Large cross-class coalitions, involving revolutionary youth, union activists, Islamists, and the urban poor joined to overwhelm by sheer numbers the very substantial security forces and to converge on the center of power while no social forces – even the constituents of the large ruling parties – seemed prepared to defend the regimes.
- First, grievances had to have reached a tipping point sufficient to mobilize a lot of people in spite of the risks of defying the state security apparatus, and
- second, opportunity structures needed to exist that are favorable for regime change.
But why did this process not lead to democratization?
The answer, Hinnebusch says, has to do with “anti-regime mobilization and varying levels of regime resilience in the face of this mobilization.”
Anti-regime mobilization has to do with the capacity of protests to continue in the face of authoritarian measures against them.
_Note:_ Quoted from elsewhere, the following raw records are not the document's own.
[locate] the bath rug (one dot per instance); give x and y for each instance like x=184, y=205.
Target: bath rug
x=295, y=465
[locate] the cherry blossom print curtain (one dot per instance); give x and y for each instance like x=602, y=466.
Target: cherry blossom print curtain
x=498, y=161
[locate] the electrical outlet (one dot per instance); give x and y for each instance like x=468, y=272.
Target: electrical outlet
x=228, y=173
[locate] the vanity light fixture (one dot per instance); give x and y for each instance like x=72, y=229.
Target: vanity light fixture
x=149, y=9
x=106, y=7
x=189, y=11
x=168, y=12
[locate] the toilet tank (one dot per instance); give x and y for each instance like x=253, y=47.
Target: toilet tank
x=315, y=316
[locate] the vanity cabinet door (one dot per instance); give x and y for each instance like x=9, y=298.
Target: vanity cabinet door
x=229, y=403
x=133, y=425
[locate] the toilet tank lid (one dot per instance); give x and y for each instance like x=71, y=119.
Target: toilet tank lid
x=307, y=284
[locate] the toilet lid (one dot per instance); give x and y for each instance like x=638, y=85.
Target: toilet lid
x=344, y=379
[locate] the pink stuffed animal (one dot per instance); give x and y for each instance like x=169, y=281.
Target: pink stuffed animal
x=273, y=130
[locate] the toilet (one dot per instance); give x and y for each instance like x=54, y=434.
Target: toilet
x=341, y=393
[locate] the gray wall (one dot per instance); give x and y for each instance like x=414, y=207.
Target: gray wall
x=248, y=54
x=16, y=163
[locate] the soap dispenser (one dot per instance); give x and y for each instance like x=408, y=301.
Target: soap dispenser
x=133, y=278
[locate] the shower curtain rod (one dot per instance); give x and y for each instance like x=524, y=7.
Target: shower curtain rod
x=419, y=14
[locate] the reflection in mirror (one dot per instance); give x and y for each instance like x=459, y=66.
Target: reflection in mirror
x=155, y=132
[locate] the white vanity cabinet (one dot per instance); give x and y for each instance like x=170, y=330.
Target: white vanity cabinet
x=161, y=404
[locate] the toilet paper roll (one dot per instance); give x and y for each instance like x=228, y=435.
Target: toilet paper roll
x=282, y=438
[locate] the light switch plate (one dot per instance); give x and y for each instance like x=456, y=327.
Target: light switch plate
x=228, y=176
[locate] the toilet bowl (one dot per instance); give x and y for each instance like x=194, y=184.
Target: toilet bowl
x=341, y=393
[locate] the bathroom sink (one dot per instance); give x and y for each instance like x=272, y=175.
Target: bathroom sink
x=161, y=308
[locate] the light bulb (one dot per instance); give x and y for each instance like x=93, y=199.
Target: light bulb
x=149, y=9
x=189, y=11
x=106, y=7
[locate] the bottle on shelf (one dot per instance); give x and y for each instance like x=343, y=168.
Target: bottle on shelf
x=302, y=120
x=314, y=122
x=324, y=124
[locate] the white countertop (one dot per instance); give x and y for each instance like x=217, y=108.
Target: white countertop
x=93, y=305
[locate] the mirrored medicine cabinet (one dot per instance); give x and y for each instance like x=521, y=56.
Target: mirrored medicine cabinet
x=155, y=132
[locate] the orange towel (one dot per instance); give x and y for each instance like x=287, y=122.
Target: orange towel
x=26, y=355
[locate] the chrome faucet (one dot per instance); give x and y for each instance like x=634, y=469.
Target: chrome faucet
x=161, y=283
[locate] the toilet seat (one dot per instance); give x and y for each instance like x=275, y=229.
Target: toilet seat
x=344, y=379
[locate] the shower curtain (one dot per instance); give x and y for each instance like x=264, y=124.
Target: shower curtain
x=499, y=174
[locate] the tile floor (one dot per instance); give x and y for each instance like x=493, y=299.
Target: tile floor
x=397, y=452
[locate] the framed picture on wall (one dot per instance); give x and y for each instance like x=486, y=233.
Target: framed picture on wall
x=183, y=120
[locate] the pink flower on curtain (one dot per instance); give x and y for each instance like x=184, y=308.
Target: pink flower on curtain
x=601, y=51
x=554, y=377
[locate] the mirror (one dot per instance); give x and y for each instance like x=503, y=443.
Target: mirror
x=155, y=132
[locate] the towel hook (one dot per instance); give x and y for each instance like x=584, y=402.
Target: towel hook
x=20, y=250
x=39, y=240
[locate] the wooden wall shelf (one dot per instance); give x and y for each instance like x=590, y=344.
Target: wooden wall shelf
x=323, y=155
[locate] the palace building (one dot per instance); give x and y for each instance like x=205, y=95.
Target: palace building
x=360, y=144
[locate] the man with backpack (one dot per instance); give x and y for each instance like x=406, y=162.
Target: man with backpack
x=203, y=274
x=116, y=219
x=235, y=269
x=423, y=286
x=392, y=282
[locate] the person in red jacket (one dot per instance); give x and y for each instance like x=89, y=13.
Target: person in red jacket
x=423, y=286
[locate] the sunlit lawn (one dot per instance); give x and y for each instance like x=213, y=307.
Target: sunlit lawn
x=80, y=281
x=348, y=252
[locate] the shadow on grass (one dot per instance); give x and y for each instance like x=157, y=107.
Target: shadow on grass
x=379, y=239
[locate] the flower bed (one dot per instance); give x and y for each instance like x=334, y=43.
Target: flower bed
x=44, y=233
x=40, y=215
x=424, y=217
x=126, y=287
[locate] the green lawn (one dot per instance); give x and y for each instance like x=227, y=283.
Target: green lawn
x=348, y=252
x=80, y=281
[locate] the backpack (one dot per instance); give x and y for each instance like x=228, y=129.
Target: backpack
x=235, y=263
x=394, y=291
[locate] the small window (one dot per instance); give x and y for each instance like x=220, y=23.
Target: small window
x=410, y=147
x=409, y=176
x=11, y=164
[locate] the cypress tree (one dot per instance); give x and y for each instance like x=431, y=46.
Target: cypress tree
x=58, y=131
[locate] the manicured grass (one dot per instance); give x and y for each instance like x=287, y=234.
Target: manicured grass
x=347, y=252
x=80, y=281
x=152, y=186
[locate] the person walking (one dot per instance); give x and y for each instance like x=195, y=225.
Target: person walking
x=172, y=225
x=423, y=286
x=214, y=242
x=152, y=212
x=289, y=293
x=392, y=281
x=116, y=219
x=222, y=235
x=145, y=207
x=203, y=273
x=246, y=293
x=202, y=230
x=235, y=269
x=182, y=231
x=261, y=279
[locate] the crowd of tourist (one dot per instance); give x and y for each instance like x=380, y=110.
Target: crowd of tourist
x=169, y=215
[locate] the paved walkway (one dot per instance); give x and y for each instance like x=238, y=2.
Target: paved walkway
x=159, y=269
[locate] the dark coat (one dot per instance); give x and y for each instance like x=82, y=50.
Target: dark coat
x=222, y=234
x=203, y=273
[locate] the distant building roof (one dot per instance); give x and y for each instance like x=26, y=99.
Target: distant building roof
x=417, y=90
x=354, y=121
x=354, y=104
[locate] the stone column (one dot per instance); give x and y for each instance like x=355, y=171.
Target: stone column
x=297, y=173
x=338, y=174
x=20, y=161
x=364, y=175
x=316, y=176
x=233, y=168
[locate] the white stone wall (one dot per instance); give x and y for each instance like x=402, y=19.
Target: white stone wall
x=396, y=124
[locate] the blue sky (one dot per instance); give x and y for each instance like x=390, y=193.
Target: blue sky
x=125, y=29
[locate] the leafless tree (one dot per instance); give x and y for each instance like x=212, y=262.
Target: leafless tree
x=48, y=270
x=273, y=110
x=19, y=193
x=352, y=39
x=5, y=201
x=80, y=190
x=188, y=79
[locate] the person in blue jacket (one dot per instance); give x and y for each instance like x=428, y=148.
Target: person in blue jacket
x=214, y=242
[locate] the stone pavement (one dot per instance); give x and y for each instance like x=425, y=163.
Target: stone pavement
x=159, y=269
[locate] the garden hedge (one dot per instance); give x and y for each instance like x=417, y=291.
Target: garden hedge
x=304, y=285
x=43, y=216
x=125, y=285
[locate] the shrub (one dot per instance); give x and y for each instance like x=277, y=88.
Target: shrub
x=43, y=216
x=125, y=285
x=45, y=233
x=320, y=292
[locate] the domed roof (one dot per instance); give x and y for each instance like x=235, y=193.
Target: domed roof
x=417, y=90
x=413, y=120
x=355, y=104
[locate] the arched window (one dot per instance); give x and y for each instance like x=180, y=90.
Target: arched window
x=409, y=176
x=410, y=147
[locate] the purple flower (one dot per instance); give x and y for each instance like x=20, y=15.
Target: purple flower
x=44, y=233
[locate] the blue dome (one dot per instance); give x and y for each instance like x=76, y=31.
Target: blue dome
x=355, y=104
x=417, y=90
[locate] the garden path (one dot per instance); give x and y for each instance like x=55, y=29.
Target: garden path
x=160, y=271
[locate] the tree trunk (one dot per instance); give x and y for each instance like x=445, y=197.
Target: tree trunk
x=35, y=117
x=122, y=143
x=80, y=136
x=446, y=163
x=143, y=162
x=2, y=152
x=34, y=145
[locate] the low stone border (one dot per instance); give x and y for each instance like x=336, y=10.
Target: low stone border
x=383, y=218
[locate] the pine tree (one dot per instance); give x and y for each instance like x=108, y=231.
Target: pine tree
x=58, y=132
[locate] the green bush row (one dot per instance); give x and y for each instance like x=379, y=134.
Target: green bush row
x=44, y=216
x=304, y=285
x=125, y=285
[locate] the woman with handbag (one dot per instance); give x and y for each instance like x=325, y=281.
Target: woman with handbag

One sign of strong anti-regime mobilization is that when the standard authoritarian measures failed, efforts by the regime to scale up their anti-protest actions often backfired, leading to greater protest:
How regimes responded to protests mattered; indeed one commonality was that the brutal over-reaction of security forces against protesters spread rebellion to much wider sections of the population. Videos of beatings and shootings escalated demands for reform into demands for the “fall of the regime”.
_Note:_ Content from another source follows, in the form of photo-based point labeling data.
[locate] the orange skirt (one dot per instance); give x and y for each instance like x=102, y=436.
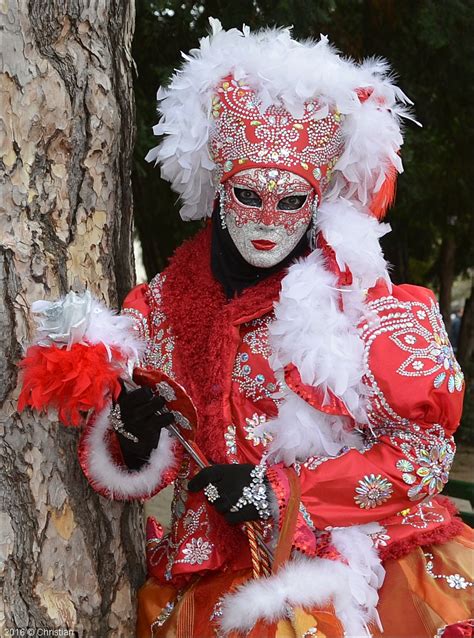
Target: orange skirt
x=423, y=592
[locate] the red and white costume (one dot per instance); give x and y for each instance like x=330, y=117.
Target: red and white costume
x=327, y=369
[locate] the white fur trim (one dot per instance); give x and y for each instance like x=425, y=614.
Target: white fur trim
x=313, y=583
x=282, y=71
x=300, y=431
x=354, y=236
x=121, y=483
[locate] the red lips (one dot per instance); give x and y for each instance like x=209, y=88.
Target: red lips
x=263, y=244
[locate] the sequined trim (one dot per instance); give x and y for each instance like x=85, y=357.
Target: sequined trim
x=428, y=458
x=161, y=344
x=421, y=516
x=257, y=439
x=140, y=323
x=427, y=345
x=455, y=581
x=255, y=386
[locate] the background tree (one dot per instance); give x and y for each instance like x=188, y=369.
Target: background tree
x=430, y=47
x=69, y=558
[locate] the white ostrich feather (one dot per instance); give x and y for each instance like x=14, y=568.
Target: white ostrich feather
x=287, y=72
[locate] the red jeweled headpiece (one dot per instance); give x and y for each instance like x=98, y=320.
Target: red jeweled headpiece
x=247, y=136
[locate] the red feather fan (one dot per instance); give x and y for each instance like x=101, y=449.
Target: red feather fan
x=72, y=381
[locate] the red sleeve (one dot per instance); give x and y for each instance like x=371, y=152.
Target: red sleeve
x=416, y=403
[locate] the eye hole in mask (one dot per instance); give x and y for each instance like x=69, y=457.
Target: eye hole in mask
x=247, y=197
x=292, y=202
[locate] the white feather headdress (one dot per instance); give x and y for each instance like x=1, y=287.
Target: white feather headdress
x=289, y=73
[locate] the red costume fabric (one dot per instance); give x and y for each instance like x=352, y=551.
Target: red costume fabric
x=218, y=350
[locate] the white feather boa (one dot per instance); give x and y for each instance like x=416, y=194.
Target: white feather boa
x=282, y=71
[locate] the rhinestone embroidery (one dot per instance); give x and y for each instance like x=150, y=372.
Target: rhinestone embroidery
x=160, y=347
x=245, y=132
x=422, y=516
x=431, y=453
x=257, y=439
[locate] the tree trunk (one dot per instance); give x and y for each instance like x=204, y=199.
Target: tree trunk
x=68, y=558
x=446, y=277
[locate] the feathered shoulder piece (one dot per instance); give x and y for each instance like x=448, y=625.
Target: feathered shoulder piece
x=243, y=99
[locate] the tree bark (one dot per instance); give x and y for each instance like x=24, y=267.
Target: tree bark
x=68, y=558
x=446, y=277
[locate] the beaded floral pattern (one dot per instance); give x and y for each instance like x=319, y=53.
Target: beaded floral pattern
x=417, y=329
x=161, y=344
x=255, y=386
x=428, y=458
x=454, y=581
x=272, y=185
x=373, y=490
x=257, y=439
x=421, y=516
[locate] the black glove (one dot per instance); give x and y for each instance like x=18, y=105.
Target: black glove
x=229, y=480
x=140, y=415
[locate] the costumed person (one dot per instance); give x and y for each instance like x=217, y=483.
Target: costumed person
x=326, y=398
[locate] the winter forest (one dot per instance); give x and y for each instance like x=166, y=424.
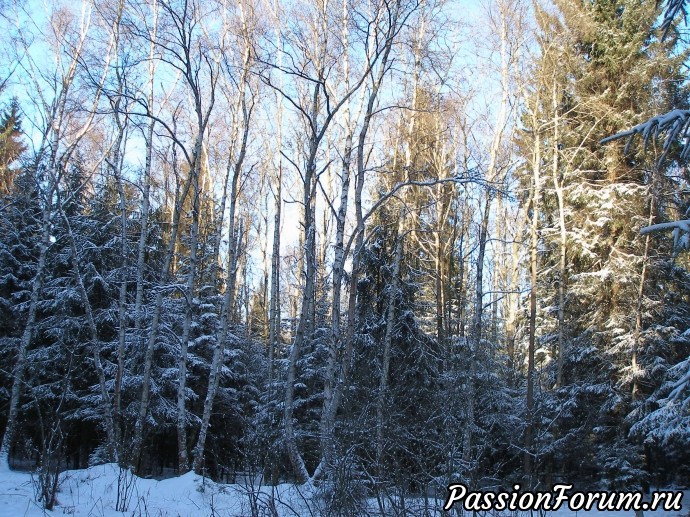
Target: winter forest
x=377, y=246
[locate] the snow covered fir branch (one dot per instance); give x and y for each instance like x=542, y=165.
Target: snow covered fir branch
x=332, y=257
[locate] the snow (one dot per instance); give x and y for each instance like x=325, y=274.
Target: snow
x=94, y=492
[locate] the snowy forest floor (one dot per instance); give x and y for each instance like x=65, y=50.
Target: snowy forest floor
x=105, y=490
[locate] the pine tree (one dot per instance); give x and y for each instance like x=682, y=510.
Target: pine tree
x=616, y=74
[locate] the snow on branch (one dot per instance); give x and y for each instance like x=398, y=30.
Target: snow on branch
x=673, y=124
x=673, y=7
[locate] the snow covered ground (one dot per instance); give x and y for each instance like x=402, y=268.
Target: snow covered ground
x=94, y=492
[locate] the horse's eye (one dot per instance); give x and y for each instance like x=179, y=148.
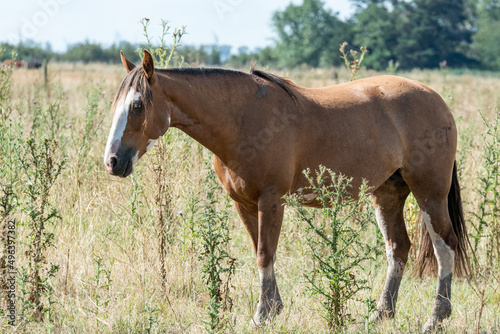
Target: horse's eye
x=136, y=107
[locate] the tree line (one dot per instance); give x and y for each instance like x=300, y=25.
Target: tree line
x=398, y=33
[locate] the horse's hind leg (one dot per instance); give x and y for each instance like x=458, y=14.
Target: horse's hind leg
x=389, y=200
x=432, y=197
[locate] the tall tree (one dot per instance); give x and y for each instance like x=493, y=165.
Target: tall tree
x=434, y=31
x=487, y=39
x=309, y=34
x=377, y=23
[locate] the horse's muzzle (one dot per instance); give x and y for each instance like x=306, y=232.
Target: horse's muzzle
x=120, y=164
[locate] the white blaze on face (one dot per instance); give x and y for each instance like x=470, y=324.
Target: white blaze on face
x=119, y=124
x=150, y=144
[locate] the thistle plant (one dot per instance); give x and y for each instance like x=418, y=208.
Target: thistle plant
x=333, y=238
x=163, y=53
x=487, y=220
x=42, y=167
x=353, y=65
x=218, y=266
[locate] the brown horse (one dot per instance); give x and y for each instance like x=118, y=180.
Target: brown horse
x=264, y=131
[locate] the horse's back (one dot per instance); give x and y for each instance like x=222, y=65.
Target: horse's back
x=371, y=127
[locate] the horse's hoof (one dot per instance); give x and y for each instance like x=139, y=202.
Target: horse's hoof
x=381, y=315
x=433, y=325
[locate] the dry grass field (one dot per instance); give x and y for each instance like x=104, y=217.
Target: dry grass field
x=106, y=241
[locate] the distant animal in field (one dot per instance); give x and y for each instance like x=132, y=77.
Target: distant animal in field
x=264, y=130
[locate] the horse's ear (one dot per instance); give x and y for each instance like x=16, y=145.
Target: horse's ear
x=129, y=66
x=148, y=64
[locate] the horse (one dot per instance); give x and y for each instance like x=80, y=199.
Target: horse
x=264, y=130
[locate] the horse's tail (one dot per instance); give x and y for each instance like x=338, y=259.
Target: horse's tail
x=427, y=262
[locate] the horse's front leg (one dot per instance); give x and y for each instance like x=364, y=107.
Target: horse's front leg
x=270, y=218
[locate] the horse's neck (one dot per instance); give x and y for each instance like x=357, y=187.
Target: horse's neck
x=204, y=108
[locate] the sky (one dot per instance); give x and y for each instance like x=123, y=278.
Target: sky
x=63, y=22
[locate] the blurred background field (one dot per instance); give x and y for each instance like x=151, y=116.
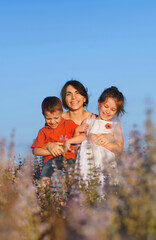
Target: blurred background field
x=123, y=210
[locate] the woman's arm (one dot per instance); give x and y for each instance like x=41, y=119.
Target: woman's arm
x=55, y=148
x=75, y=140
x=40, y=152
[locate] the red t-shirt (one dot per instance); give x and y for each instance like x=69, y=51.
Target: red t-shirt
x=47, y=134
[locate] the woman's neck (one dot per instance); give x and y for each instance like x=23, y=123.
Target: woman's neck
x=77, y=116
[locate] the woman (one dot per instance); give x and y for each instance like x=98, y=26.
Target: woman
x=75, y=98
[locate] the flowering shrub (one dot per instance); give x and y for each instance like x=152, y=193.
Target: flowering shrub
x=124, y=208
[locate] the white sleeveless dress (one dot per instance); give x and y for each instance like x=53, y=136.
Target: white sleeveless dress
x=90, y=154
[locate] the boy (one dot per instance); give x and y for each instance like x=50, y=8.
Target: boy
x=56, y=128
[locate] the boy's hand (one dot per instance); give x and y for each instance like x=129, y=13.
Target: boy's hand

In Egypt and Tunisia insider-outsider coalitions (for example, the army and the Muslim Brotherhood in Egypt) came together to engineer a peaceful exit of the president, ushering in a possible transition from authoritarianism. However, it is very difficult for the sort of unorganized mass protests, lacking leadership or organization, that characterized the Arab uprisings to bargain
This is particularly true in Egypt where the deep structure is characterized by neo-patrimonialism, “a hybrid of personal and bureaucratic authority in which there
can be considerable variation in the relative balance” between two sources of authority:
- co-optation, the capacity of a power structure to bring its opponents in line through sharing of power or wealth; and
- repression, the use of courts, military trials, states of emergency and other efforts to suppress voices that will not be co-opted.
This is a great article for teaching because it offers a primer of all the classic political science approaches to the Arab Spring, from democratization theory to post-democracy theory to modernization theory to Marxian theory to social movements theory laid out in a single coherent model.
Even if one finds these models contrived and simplistic, the clarity with which they are laid out is very useful for entering into discussions with students (who may find them quite compelling). I’ll probably be using it next year in my International Studies capstone on the Middle East.
Filc, Dani. 2009. The Political Right in Israel: Different Faces of Jewish Populism. Routledge.
Hinnebusch, Raymond. 2015. Introduction: understanding the consequences of the Arab uprisings — starting points and divergent trajectories. Democratization 22(2): 205-217.